And Vancouver's transit police have tasered people, including fare evaders, for being "non-compliant." That policy, changed last week, highlights the underlying problem.

As the death toll mounted, B.C.'s Police Complaints Commissioner did a review of Taser use and recommended clear limits. People had to be "actively resisting" officers before they could be hit with the electric charge. The Solicitor General's Ministry claimed the new policy was in place. But all it did was send a one-page letter to police chiefs. As the transit police confirmed, the policy was widely and blatantly ignored. (Transit police even ignored a call to testify at the public inquiry until Solicitor General John van Dongen ordered the force to appear.)

Anyway, the policy is irrelevant for most British Columbians. About 70 per cent of them are policed by some 8,000 RCMP officers. The force does not accept any civilian oversight and refuses to allow the provincial government to set policies.

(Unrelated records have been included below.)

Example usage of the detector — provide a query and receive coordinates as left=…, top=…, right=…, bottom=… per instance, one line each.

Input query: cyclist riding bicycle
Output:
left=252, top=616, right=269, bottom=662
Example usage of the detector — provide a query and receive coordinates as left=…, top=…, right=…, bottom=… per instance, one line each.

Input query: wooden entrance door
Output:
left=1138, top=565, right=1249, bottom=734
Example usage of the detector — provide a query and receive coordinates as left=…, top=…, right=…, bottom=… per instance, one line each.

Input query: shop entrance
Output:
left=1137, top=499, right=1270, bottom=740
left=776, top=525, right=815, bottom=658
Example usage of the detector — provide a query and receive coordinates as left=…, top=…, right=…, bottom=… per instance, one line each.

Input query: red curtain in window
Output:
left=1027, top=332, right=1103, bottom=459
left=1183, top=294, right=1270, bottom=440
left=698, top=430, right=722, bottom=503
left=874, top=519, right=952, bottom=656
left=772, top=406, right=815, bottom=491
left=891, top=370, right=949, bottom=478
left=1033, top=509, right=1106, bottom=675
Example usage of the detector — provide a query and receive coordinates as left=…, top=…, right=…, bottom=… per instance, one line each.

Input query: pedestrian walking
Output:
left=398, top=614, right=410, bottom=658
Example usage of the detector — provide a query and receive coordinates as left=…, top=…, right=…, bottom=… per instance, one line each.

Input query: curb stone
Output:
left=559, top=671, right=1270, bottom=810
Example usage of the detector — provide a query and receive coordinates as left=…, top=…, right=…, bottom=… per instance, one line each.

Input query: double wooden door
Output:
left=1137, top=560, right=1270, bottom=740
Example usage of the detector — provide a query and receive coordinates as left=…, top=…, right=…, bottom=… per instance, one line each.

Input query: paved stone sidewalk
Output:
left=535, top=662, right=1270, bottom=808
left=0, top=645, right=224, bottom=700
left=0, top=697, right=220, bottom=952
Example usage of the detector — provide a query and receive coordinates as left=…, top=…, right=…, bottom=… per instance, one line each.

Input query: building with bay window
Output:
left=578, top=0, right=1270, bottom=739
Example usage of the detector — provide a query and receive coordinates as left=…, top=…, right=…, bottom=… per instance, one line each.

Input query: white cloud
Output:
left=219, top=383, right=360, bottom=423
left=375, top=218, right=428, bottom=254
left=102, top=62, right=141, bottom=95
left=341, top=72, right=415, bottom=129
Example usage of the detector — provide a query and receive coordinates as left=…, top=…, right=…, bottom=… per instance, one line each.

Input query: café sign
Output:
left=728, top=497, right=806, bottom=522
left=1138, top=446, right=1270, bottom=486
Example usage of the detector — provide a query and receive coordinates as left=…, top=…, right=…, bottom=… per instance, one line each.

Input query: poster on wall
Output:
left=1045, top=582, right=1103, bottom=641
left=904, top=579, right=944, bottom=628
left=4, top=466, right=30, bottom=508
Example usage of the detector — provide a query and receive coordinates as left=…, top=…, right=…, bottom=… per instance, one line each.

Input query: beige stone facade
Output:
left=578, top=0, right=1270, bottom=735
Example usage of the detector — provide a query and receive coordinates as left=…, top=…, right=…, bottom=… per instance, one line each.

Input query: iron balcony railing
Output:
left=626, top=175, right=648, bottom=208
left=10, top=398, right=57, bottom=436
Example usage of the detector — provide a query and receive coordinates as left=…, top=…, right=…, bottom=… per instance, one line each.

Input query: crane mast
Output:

The Taser is still a potentially valuable tool. But seven people have died in B.C. after being the weapon was used on them; more than 300 in North America. Police continue to insist there is no risk, and use it accordingly. Many continue to reject the notion of civilian control or oversight.

It's a dangerous combination.

Footnote: Taser International continues to insist the only risk from using the weapon is that the victim might fall and be injured and tells police to use it on that basis. This week, two cardiologists told the inquiry the stun guns could "almost certainly" cause heart attacks.